PP : Cette décision souligne combien le flou du texte de 2017 – à quels dispositifs exacts les atteintes graves doivent-elles être prévenues ? Quel est le champ de la cartographie ou de l’évaluation des tiers ? – a pu conduire certaines entreprises, même parmi les plus importantes, même dans le secteur public, à sous-estimer la portée concrète des exigences de la loi de 2017. Il est vrai qu’en pratique, l’attention s’est surtout portée sur la mise en œuvre de l’autre directive en matière de RSE qu’est la CSRD (corporate sustainability reporting directive) qui est venue récemment impacter le reporting extra-financier des entreprises concernées. Mêmes objectifs, mais avec des outils différents car il s’agit dans un cas de communiquer (CSRD), dans l’autre d’agir (CS3D).

La décision du Tribunal de Paris est sans conséquences pécuniaires majeures pour le groupe La Poste.
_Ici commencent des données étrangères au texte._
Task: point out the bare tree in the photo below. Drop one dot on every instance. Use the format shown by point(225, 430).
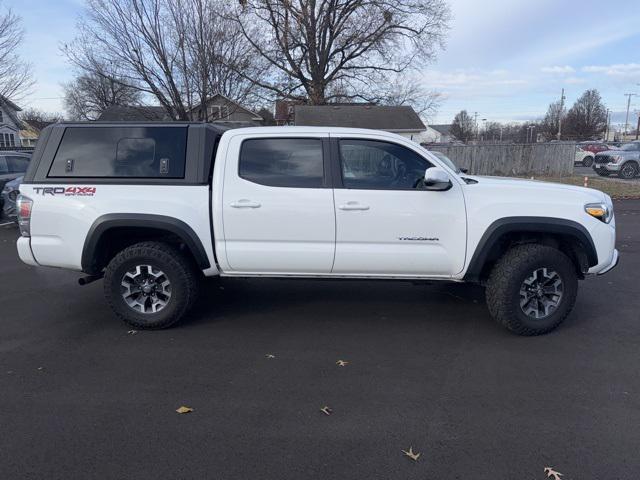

Les injonctions décidées l’ont été sans astreinte, lui laissant ainsi la possibilité de corriger son plan de vigilance dans sa future version annuelle. Toutefois, la mauvaise presse qui en résulte doit inciter l’ensemble des entreprises concernées, que ce soit aujourd’hui par le devoir de vigilance de 2017, ou demain par celui qui résultera de la transposition de la CS3D – plus radical encore – à la plus grande rigueur dans l’élaboration de leurs plans. On sait désormais que ceux-ci ne peuvent se contenter de demeurer à des niveaux d’analyse génériques. Ils doivent, à l’exemple des cartographies attendues par l’AFA en matière de lutte contre la corruption, non seulement identifier les zones et typologies de risques (au regard de référentiels adaptés en matière de droits humains, libertés fondamentales, etc.), mais aussi les évaluer de manière concrète en termes de portée juridique (responsabilités civiles, administratives ou pénales), par des audits de terrain réalisés dans l’ensemble de la chaîne de valeur concernée. La tâche peut apparaître rebutante, mais elle s’inscrit dans le sens de l’histoire, que l’émergence de CSRD ne fera qu’accélérer.